A set of C/C++ pthread benchmarks and tools for evaluating concurrency testing techniques.
You can download our original VirtualBox artifact to reproduce our experiments here. This git repository is supposed to be more convenient and includes more recent changes, such as our implementation of the PCT algorithm. Usability of the tools and scripts could still be greatly improved. Nevertheless, it should be possible to reproduce our experimental evaluation.
Recall that the data race detection phase is nondeterministic and different compiler versions may also lead to different binaries. Thus, our study is not deterministic. However, we provide a link to our log files so additional analysis of our results is possible and the graphs and tables can be reproduced deterministically.
Without vagrant: (Requires kernel version <= 3.x due to PIN.)
sudo apt-get install ... (see vagrant_provision.sh)
cp env.template env.sh (edit env.sh as needed)
source env.sh
With vagrant:
vagrant up
vagrant ssh
cd /vagrant
source env.template
From the sourced shell:
build_maple
build_benchmarks
You must first run data race detection. From $ROOT
(e.g. /vagrant
).
run_many.py --mode race --max 10 benchmarks/buggy.txt
This will run data race detection 10 times on each benchmark,
creating a database of data races for each benchmark.
E.g. benchmarks/chess/obj/InterlockedWorkStealQueue/run_race
.
You should delete the run_race
directories if you want to
re-run data race detection; otherwise, additional data race detection
runs will add to the existing set of data races for each benchmark.
A log file for each execution will be output. E.g.
benchmarks/__results/2016-11-22-10-45-22--chess--InterlockedWorkStealQueue--0race--0--.txt
benchmarks/__results/2016-11-22-10-45-23--chess--InterlockedWorkStealQueue--0race--1--.txt
- ...
The race detection log files are useful to see that the benchmarks are running as expected. They will not be read by the scripts that create the result tables and graphs.

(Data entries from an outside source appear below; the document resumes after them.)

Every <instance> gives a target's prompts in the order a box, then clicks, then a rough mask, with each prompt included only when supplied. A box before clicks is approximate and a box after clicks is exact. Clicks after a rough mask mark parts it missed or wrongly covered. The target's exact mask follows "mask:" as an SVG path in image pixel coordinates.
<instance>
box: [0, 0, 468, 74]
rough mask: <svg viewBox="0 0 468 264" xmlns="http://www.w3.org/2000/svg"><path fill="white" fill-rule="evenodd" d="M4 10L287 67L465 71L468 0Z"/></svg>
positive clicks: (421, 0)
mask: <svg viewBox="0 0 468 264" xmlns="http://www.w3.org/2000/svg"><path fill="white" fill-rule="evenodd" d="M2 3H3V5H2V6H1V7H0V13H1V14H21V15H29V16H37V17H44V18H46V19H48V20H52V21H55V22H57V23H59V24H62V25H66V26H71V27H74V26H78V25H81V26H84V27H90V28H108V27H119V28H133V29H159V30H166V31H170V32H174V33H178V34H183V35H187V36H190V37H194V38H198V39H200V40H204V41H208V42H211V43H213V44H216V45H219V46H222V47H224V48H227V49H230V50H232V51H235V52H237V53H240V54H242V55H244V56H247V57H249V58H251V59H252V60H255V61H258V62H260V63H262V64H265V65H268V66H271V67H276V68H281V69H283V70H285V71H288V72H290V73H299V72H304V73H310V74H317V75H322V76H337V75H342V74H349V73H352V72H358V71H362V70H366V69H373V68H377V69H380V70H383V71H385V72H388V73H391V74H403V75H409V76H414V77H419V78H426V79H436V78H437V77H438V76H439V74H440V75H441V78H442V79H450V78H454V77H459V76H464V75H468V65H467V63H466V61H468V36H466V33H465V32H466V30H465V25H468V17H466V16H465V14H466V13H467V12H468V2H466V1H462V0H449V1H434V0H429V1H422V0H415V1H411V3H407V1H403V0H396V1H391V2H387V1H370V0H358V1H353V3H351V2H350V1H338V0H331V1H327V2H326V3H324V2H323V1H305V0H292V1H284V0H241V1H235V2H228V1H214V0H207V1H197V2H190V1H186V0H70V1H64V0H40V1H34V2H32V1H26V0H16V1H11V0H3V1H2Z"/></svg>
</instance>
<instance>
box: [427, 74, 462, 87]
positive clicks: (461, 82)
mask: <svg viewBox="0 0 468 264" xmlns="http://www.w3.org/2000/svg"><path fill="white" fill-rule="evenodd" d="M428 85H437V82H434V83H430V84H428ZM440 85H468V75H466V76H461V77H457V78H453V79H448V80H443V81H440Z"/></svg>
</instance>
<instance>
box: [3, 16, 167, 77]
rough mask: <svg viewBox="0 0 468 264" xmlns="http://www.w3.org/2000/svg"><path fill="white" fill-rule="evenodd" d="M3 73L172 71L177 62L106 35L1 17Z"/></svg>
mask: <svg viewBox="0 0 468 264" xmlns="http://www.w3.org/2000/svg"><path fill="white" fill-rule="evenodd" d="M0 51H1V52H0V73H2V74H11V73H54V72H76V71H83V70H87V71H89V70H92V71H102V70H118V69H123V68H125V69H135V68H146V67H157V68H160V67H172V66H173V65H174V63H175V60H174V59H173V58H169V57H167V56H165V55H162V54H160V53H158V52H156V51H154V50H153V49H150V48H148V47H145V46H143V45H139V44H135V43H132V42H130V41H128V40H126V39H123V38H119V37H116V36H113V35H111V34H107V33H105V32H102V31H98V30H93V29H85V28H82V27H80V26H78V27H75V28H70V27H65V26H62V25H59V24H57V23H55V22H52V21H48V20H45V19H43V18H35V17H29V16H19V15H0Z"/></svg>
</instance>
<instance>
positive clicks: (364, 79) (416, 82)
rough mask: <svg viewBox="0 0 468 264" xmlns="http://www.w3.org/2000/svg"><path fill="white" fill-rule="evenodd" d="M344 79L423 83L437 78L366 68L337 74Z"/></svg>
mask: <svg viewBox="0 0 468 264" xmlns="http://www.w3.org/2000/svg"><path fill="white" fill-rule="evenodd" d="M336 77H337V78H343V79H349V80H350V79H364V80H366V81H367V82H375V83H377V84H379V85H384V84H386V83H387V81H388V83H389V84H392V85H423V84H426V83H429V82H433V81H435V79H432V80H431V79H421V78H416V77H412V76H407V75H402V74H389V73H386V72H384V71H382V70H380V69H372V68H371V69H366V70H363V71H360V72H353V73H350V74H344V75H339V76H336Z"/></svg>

You can now test the benchmarks using the different techniques:
run_many.py --mode dfs --limit 100 --timelimit 300 benchmarks/buggy.txt
run_many.py --mode pb --limit 100 --timelimit 300 benchmarks/buggy.txt
run_many.py --mode db --limit 100 --timelimit 300 benchmarks/buggy.txt
run_many.py --mode random --limit 100 --timelimit 300 benchmarks/buggy.txt
run_many.py --mode pct --limit 100 --timelimit 300 benchmarks/buggy.txt
The above commands use a terminal schedule limit of 100
and a time limit of 300 seconds (5 mins).
You can add -bi 0
to just run the first benchmark to see
if things are working as expected.
We recommend a schedule limit of at least 10,000.
Note that preemption bounding and delay bounding
first run with a bound of 0, then 1, etc.

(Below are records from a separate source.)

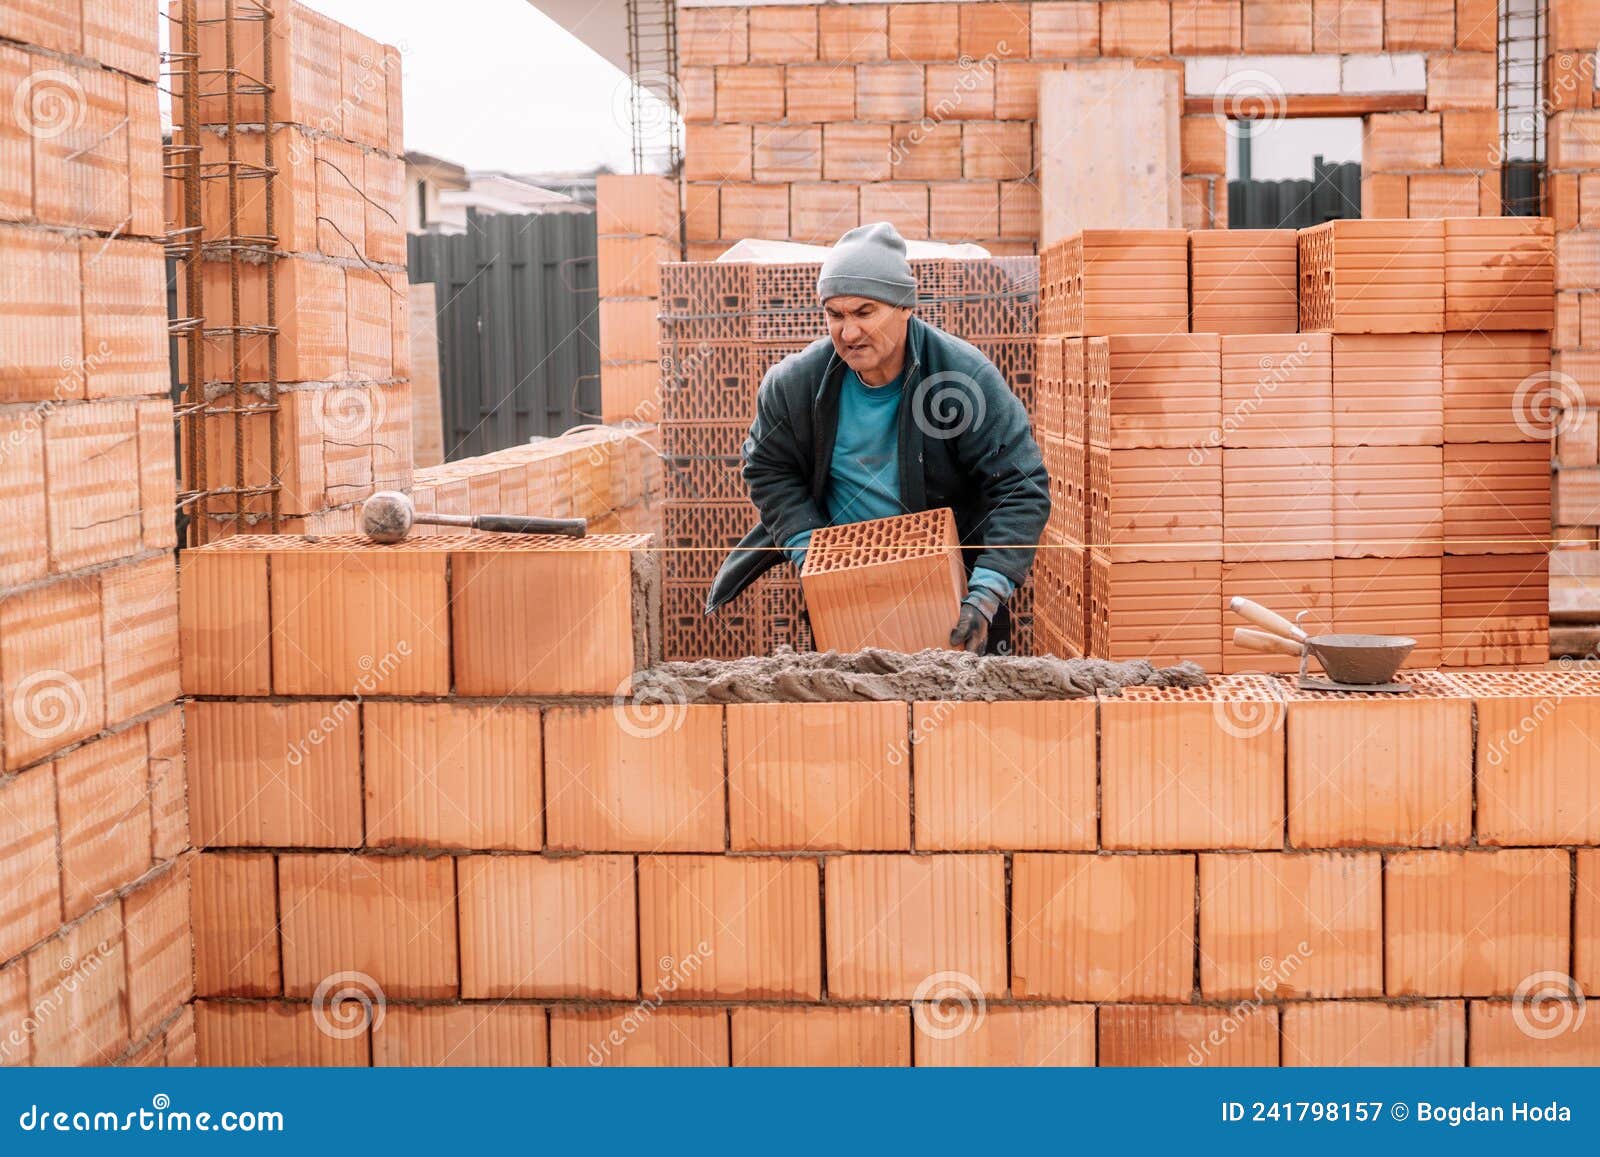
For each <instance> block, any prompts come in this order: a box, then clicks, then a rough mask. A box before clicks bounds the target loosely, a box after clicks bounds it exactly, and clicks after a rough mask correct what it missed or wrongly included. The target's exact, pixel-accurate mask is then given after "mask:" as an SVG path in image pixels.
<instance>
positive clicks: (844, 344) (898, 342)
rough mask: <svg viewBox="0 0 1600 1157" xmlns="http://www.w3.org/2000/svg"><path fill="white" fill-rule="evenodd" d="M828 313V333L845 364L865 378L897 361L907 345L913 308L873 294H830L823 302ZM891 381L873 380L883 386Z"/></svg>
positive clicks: (887, 379)
mask: <svg viewBox="0 0 1600 1157" xmlns="http://www.w3.org/2000/svg"><path fill="white" fill-rule="evenodd" d="M822 310H824V312H826V314H827V334H829V338H832V339H834V349H837V350H838V355H840V357H842V358H845V365H848V366H850V368H851V370H854V371H856V374H858V376H861V378H862V381H866V379H867V378H869V376H877V371H878V370H886V368H890V366H896V365H898V358H899V355H901V352H902V350H904V349H906V326H907V323H909V322H910V310H909V309H906V307H904V306H886V304H883V302H882V301H872V298H829V299H827V301H826V302H822ZM886 381H888V378H885V379H883V381H874V382H870V384H874V386H883V384H885V382H886Z"/></svg>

This continues until a run hits the schedule limit or
all schedules are explored in a run. Thus,
the schedule limit may be exceeded across runs.
However, any extra schedules can be ignored by the scripts
that scan the log files.
A log file will be output for each benchmark
(and, for pb
and db
, for each bound). E.g.
benchmarks/__results/2016-11-22-10-53-51/2016-11-22-10-53-51--chess--InterlockedWorkStealQueue--pb--0--.txt
benchmarks/__results/2016-11-22-10-53-51/2016-11-22-10-53-54--chess--InterlockedWorkStealQueue--pb--1--.txt
The log files will be scanned by the scripts that generate the result tables and graphs. You could also write your own scripts to scan these log files.
We used the script: scripts/tabulate2.py
:
- You need
matplotlib
and possibly other Python modules. - You also have to rename the results directories to include the word
use
. - You have to have a complete set of results for ALL benchmarks.
In other words, the script is not easy to use in its current form.
The results table and PDFs are output in the benchmarks/
directory.
You can download our log files to reproduce our results:
cd benchmarks
mkdir __results
cd __results
wget https://www.dropbox.com/s/41k5e649m1c9lar/2015-06-100_000_after_reviews.tar.bz2?dl=1
tar -xvf 2015-06-100_000_after_reviews.tar.bz2
ls
# Should see the following:
# 2015-06-100_000_after_reviews.tar.bz2 use-2015-01-23-17-33-08--100_000_pb_db use-2015-03-07-19-50-18--100_000_pct3
# use-2015-01-23-17-28-54--100_000_pct1 use-2015-01-23-17-34-38--100_000_random use-2015-05-28-14-36-21--10_000_chess_pb_db
# use-2015-01-23-17-32-10--100_000_dfs use-2015-03-07-19-49-58--100_000_pct2 use-2015-05-28-14-36-41--10_000_chess_dfs
cd ../..
tabluate2.py
ls benchmarks/
# Should see:
# barChart2.pdf graph_cumulative2.pdf ... etc.
Once the log files have been scanned, the data is cached in benchmarks/benchmarks.bin
so you can regenerate graphs and tables without having to rescan logs files.